Sysbench Benchmark for MongoDB – Performance Update

plasma · on June 5, 2013

Received an email from TokoDB about this new tech, available to play now.

Perf Blog: http://www.tokutek.com/2013/03/sysbench-benchmark-for-mongod...

Download Source: https://github.com/Tokutek/mongo

TokuTek say to contact them for using it.

TokuTek made TokuDB, a storage engine for MySQL that uses Fractal Indexes (as opposed to B-Tree), read more at http://www.tokutek.com/products/tokudb-for-mysql/

danielbarla · on June 5, 2013

I'm curious about the fractal tree indexing referred to, but so far all the information I'm running across seems to be fairly one-sided. Performance is rarely so one-dimensional that I can accept statements like "When used in a database, they can be used in any setting where a B-tree is used, with improved performance" (from http://en.wikipedia.org/wiki/TokuDB) on face value. The algorithm claims to have strong insert performance, as well as higher compressability when compared to B-trees, and all the performance results play heavily on these.
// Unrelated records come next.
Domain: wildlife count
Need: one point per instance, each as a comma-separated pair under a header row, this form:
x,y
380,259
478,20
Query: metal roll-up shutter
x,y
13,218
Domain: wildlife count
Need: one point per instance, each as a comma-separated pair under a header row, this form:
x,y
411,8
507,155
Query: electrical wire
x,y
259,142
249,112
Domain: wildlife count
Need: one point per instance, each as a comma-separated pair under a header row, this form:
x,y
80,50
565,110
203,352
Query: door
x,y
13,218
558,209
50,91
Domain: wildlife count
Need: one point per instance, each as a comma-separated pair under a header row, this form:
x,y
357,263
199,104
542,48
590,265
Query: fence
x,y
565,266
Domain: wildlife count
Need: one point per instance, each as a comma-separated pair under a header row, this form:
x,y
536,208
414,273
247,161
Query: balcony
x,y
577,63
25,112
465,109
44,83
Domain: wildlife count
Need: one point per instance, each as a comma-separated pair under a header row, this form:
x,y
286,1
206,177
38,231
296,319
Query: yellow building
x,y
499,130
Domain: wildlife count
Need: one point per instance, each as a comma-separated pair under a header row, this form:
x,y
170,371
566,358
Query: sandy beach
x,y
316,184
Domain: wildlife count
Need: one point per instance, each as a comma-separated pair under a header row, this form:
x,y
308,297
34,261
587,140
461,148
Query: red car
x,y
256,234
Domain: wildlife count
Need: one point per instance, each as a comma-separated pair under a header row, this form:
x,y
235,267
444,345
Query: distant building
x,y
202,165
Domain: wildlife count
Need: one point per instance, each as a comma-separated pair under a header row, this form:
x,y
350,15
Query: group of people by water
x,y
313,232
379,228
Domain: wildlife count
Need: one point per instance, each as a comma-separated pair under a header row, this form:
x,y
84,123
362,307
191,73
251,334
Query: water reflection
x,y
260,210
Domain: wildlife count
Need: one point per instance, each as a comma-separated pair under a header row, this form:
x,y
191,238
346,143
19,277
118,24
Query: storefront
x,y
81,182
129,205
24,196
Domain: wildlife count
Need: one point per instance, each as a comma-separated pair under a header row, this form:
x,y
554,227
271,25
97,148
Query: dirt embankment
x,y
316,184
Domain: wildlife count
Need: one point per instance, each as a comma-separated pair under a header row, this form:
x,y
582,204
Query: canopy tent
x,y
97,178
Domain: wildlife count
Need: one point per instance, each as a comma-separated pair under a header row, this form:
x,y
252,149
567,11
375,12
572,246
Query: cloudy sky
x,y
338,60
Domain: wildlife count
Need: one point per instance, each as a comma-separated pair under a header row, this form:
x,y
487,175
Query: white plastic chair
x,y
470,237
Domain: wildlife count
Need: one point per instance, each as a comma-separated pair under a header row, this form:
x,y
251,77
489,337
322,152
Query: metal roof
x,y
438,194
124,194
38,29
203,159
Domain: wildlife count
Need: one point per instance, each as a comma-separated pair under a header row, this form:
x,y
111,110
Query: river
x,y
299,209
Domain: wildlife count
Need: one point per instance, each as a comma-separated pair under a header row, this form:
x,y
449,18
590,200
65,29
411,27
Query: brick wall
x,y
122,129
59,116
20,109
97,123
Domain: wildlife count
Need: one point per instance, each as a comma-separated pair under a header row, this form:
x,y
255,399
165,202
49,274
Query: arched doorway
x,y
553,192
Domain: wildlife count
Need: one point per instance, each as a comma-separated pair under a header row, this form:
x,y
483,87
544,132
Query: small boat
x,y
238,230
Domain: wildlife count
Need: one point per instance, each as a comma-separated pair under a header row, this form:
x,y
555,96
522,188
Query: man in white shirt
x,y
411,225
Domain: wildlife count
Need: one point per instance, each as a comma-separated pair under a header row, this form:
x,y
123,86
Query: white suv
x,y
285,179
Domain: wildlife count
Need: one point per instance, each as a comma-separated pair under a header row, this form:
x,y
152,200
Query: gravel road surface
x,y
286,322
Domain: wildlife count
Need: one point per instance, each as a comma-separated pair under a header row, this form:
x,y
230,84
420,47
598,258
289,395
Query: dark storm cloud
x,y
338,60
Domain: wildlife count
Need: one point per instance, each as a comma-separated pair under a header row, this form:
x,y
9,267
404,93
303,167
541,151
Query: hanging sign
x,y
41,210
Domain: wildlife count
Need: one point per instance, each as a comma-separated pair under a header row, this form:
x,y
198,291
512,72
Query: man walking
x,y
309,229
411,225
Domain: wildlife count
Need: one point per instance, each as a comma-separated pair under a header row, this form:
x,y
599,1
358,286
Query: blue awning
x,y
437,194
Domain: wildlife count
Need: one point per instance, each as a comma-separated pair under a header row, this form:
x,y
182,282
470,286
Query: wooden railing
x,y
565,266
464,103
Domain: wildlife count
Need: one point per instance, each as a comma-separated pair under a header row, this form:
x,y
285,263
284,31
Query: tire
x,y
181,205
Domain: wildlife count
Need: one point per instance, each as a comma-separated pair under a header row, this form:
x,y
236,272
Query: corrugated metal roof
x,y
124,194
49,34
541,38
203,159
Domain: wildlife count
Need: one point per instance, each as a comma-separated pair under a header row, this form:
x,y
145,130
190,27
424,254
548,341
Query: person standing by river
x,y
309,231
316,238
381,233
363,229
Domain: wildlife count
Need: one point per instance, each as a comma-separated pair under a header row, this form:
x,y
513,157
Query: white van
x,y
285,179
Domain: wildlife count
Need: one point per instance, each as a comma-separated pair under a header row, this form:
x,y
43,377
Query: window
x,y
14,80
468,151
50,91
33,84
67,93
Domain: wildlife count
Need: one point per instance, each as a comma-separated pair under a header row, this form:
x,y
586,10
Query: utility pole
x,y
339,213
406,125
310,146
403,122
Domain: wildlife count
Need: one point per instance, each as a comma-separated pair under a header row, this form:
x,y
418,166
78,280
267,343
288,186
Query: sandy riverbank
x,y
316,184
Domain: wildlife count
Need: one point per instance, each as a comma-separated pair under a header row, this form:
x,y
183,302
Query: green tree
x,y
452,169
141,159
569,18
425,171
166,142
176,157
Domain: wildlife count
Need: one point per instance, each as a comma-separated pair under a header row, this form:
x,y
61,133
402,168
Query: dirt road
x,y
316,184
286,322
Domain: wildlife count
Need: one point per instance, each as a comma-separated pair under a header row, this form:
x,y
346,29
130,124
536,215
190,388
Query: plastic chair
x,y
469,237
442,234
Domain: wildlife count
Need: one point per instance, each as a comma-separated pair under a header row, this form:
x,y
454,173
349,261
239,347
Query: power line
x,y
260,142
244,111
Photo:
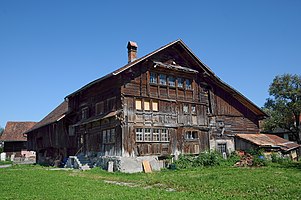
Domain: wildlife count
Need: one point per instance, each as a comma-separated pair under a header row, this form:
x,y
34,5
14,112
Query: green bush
x,y
204,159
258,157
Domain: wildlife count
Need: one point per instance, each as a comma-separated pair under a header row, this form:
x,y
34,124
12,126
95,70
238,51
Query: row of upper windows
x,y
100,108
151,135
172,81
146,105
153,105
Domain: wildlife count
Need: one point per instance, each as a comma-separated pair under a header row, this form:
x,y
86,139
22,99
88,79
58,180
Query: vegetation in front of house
x,y
213,158
5,162
222,182
284,105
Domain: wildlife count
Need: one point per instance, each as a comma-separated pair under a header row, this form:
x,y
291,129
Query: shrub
x,y
258,157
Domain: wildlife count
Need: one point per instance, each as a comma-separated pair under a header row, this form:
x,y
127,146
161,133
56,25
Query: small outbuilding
x,y
14,138
270,143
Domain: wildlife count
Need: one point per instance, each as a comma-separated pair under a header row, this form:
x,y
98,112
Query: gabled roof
x,y
269,140
237,95
14,131
57,114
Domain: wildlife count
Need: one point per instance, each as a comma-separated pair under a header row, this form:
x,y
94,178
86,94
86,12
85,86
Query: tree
x,y
284,105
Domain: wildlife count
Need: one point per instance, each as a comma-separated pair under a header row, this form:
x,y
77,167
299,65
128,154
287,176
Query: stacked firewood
x,y
246,159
What about read-heavy workloads, etc? Can someone with a bit more insight provide an objective overview?

leif · on June 5, 2013

I am an engineer at Tokutek. Just talking about TokuMX, I have only seen MongoDB beat us on single-threaded, read-only workloads on extremely small data sets (like under 8K, or one MongoDB B-tree bucket).

The statement is really pretty much true. The best B-tree indexes (InnoDB) beat Fractal Tree indexes a little bit on in-memory reads, but we're not done tuning our implementation. On out-of-memory reads though, we usually beat B-trees because we compress so much better that we simply need to read less off disk.
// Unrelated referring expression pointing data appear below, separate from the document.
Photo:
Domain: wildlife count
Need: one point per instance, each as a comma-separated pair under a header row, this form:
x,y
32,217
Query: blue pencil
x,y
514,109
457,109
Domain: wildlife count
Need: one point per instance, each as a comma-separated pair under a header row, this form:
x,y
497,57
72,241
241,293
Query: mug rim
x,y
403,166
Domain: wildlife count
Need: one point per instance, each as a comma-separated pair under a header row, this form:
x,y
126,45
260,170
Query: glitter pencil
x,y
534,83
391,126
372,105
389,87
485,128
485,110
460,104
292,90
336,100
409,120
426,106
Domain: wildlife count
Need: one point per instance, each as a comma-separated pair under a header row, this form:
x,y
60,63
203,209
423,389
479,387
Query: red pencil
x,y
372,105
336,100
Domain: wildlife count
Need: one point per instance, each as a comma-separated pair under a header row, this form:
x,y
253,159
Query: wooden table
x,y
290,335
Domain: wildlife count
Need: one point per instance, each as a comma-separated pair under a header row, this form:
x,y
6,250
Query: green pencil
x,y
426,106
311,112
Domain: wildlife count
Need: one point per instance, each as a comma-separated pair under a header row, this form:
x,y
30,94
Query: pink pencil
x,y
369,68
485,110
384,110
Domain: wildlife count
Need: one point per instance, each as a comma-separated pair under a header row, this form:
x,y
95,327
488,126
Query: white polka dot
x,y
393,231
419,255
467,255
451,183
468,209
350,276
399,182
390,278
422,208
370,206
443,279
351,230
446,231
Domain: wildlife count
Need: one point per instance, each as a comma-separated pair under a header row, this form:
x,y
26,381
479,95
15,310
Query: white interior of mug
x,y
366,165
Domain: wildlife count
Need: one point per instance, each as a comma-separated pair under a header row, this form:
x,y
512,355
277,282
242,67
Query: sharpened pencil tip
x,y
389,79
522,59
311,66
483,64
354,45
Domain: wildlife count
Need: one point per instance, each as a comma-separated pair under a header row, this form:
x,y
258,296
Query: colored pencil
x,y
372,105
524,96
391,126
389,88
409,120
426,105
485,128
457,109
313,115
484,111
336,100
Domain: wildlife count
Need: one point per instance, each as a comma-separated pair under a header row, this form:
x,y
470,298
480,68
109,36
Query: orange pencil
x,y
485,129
Benchmarking is a tricky business though. Workloads can be varied, and you can probably find some corner cases where InnoDB beats TokuDB. I think we have some outstanding issues where the MySQL optimizer doesn't plan our queries properly, and we're still working on that. I'm a little out of touch with the MySQL side these days though so that could be wrong. But algorithmically, there are no cases where a B-tree index has a significant advantage over a Fractal Tree index.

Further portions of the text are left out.